Tom T. Hall singles chronology
| "Watergate Blues" (1973) | "I Love" (1973) | "That Song Is Driving Me Crazy" (1974) |

= I Love (Tom T. Hall song) =

Song by Tom T. Hall

"I Love" is a song written and recorded by American country music artist Tom T. Hall. It was released in October 1973 as the only single from the album For the People in the Last Hard Town. The song would be Hall's most successful single and was his fourth number one on the US country singles chart, spending two weeks at the top and a total of 15 weeks on the chart.
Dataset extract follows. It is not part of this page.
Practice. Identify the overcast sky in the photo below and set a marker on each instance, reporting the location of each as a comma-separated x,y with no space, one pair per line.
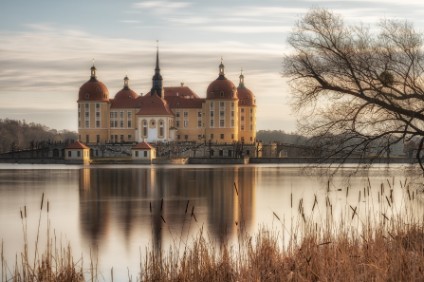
47,48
Additionally, "I Love" was Hall's sole entry on the Top 40, peaking at number 12.

== Covers and alternative versions ==
- Addressing potential censorship issues, an alternative version of Hall's recording replaced the lyrics "bourbon in a glass and grass" with "old TV shows and snow".
- "I Love" was used, with altered lyrics, in a popular 2003 TV commercial for Coors Light, which prominently featured the Klimaszewski Twins.
- A parody of the song titled "I Like" appeared on The Rhino Brothers Present the World's Worst Records.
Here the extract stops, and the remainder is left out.